Прежде чем удостоить Голда ответом, Шейки с Нептун-авеню долго изучал его своим пристальным и не изменившемся со старых времен нагловатым взглядом. — Я никогда не думал об этом как о компьютерах или недвижимости, — сказал он с тем же своим оставшимся с детства дерзким вызовом, который передался и его младшему брату Фиши, проявившись в его оскорбительной независимости. — Гешефты и махинации — вот, пожалуй, единственный бизнес, которым я когда-либо занимался. Как и все остальные, кто сумел сделать большие деньги. И потом, я умел быстро вертеться. Это там твой отец? Он меня вспомнит?

— Па, это приятель Сида, Шейки с Нептун-авеню. Тот самый, который заработал миллионы.

Джулиус Голд сидел очень прямо на обтянутом материей невысоком стуле, словно не мог ни подняться, ни пошевелиться. В его слезящихся глазах, таких пустых, что, казалось, они ничего не видят, понемногу появилось осмысленное выражение узнавания; он с трудом нашел слова, чтобы выразить то, что хотел.

— Сид мне всегда говорил, что ты умнее его. Я ему не верил. Так ты умнее?

Благожелательно улыбнувшись, Шейки с Нептун-авеню ответил:

— Да, мистер Голд. Пожалуй, что так.

Джулиус Голд кивнул. — Ничего ты не умнее, — равнодушно ответил он. — Он был умнее. И чего он только не знал, дурачок!

Голд услышал за своей спиной чьи-то рыдания. Гарриет заранее предупредила, что не хочет видеть Гусси ни на похоронах, ни в своем доме. Теперь Гарриет известила Голда, что хочет, чтобы именно он подошел с ней к дальней стене зала еще раз взглянуть на Сида в гробу. Гарриет заказала открытый гроб. Обеими руками вцепилась она в руку Голда. Голд отвел взгляд от безжизненного лица в гробу, чувствуя, как боль тошнотворным комком подступила к горлу. Гарриет беззвучно рыдала.

— Зачем ему нужно было так поступать со мной? Ведь он знал, что я не выношу одиночества. Поэтому-то он и прекратил свои поездки.

Голд через рукав пиджака почувствовал ногти Гарриет и только теперь понял, что никогда не отдавал себе отчета в том, какое сильное отвращение испытывает к ней. И тогда он не выдержал и завопил:

— Сид, хер ты сраный, зачем тебе понадобилось умирать? Кто теперь будет заботиться о нас?

Но никто его не услышал. Его слова потонули в рыданиях.


ОНИ сидели шиву в доме Гарриет, месте крайне неудобном для тех, кто жил в Бруклине.

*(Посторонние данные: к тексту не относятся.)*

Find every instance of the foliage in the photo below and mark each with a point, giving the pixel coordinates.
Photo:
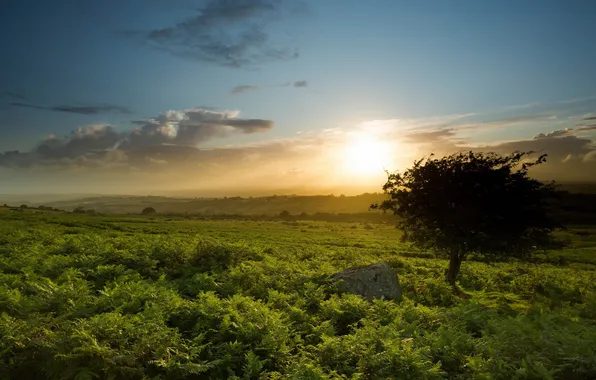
(466, 203)
(135, 298)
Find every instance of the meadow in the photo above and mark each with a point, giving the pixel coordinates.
(123, 297)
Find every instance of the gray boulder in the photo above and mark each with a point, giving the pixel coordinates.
(375, 281)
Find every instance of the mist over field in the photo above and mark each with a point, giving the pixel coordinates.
(297, 189)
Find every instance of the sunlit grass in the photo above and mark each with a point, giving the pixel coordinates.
(139, 298)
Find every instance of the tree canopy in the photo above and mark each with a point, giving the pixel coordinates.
(465, 203)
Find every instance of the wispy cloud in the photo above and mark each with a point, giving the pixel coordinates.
(231, 33)
(557, 133)
(242, 89)
(76, 109)
(13, 96)
(178, 129)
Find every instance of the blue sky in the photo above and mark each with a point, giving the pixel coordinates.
(306, 67)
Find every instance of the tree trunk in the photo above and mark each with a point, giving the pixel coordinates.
(453, 271)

В доме были свободные спальни, но Гарриет никому из них не предложила остаться на ночь. К вечерней молитве первого дня они знали, что деньги Шейки понадобятся им для старика и Гусси на квартиру, мебель и житье во Флориде. Все, что было у Джулиуса Голда, — это расходные деньги из его ежегодной ренты и социального страхования. Почти за все платил Сид. А Сид все оставил Гарриет. Даже ежегодную ренту старику платил Сид: слияние и продажа кожаного бизнеса оказались фикцией, призванной создать у отца иллюзию, будто он владеет достаточными средствами, чтобы уйти на покой обеспеченным человеком. И теперь отец Голда стал обузой только для тех, кто был готов взять ее на себя.

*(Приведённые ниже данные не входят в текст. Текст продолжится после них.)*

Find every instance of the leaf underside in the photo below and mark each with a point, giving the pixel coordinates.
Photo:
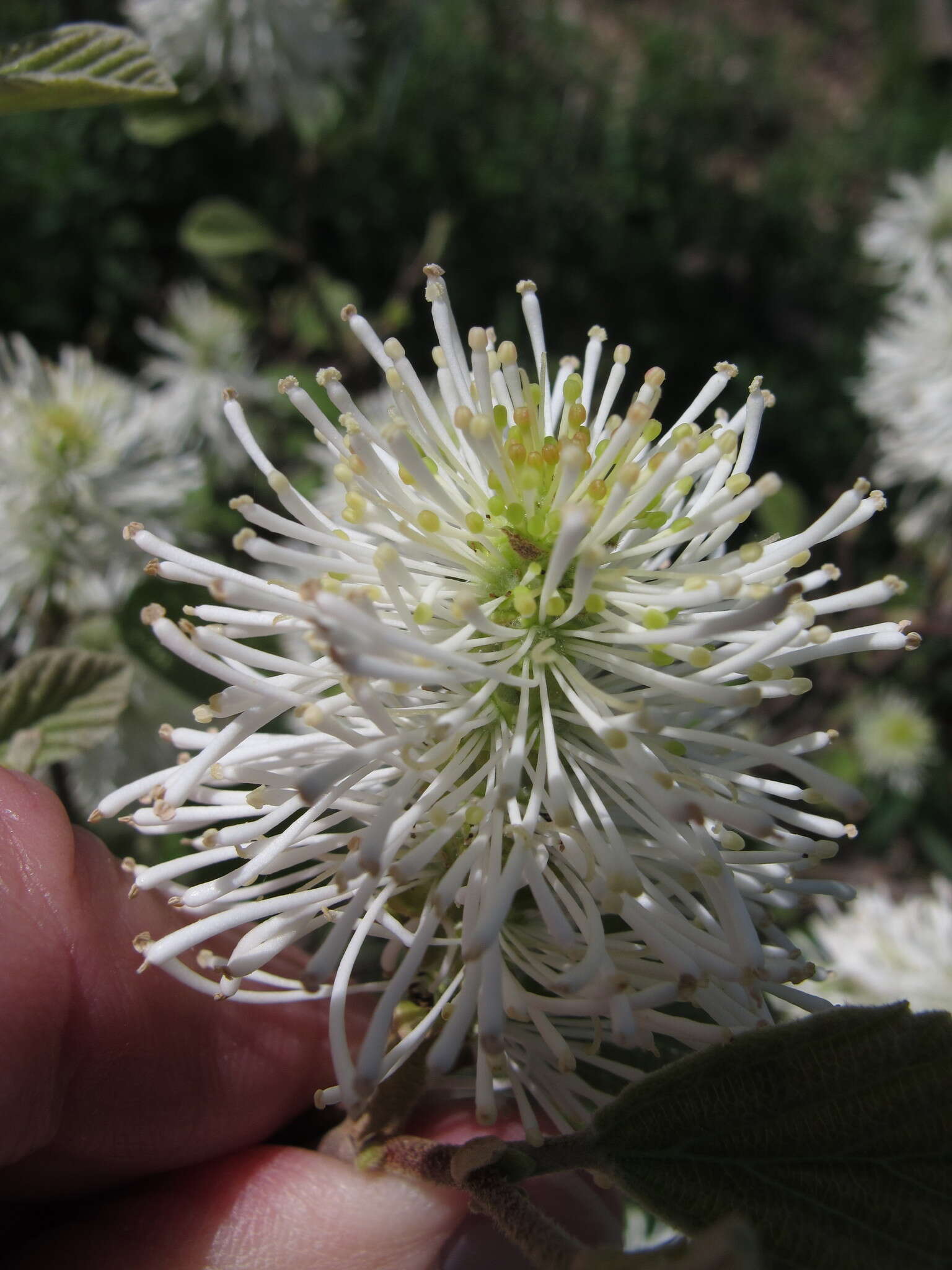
(833, 1137)
(81, 64)
(59, 703)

Морщины еще сильнее избороздили лоб Ирва, когда Ида сообщила Голду, что он должен со всей определенностью установить: отныне Джулиус Голд не сможет жить, как прежде. И Роза с согласия Макса, и Эстер предложили все, что у них было, но было у них не слишком много. Две эти сестры рыдали так безутешно, что иногда не могли даже идти без посторонней помощи, а порою успокаивались словно только для того, чтобы никто не мог подумать, будто они пытаются превзойти в выражении горя Гарриет и ее мать. Виктор тихонько шепнул Голду, что готов делать ежемесячные взносы, если только никто не скажет Мьюриел. Мьюриел хотела, чтобы за все платила Джоанни.

— Она теперь из всех нас самая богатая, верно? А даже не смогла оторвать задницу от дивана и приехать на похороны!

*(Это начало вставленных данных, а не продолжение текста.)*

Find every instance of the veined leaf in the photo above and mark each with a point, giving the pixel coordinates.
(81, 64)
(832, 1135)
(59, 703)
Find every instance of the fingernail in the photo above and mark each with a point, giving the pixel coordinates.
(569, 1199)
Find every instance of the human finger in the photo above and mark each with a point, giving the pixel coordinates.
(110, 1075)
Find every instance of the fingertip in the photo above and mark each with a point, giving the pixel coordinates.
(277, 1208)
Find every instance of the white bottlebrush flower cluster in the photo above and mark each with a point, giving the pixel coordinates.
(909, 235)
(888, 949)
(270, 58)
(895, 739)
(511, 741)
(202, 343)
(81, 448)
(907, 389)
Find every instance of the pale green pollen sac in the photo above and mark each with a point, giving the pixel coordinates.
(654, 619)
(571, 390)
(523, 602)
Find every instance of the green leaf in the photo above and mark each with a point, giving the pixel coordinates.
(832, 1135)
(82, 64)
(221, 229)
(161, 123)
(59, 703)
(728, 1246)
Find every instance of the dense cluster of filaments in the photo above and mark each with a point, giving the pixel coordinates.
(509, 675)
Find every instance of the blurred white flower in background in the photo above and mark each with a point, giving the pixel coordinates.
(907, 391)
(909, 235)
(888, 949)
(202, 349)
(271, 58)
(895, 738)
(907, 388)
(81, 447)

Один только Голд знал, что брачные узы Джоанни, вероятно, скоро будут разорваны и она, возможно, останется совсем без денег. Он знал и то, что она никак не могла прилететь из Калифорнии раньше следующего вечера. Когда на следующий день Джулиусу Голду сообщили о его стесненном финансовом положении, старик ничуть не удивился.

— Я воспитывал его с пеленок… — отрешенно сказал Джулиус Голд, словно видел Голда, Милта и Белл впервые. Милт пришел вместе с Голдом, чтобы дать исчерпывающие финансовые пояснения. Белл была призвана оказывать успокаивающее воздействие. — Моего сыночка Сида… А он взял да умер. Он мне был как отец. Ты не знаешь.

— Знаю, — сказал Голд.

— Никто обо мне так не заботился. Он всегда позволял мне быть, кем я хотел.

— Я знаю, — сказал Голд. — Сид был замечательный человек.

— Ты не знаешь, — сказал старик. — Он был не то, что ты.

— Па, ну что ты придираешься ко мне? — Его отец с отвращением оттолкнул протянутую Голдом руку. — Неужели это все из-за того, что я должен был носить очки и получал хорошие отметки в школе?

— Конечно, — сказал Джулиус Голд. — Именно.

— И ты меня никогда не любил?

— Конечно… когда ты был маленький, я тебя любил. Но это все. — Затем наступило скорбное молчание и распухшие глаза старика еще больше наполнились слезами. — Мне не нравится, когда она говорит мне, что Гусси не должна ходить туда, не должна ходить сюда. — Он вдруг поднял на Голда глаза, и в них засветилось какое-то странное любопытство. — У тебя есть дети?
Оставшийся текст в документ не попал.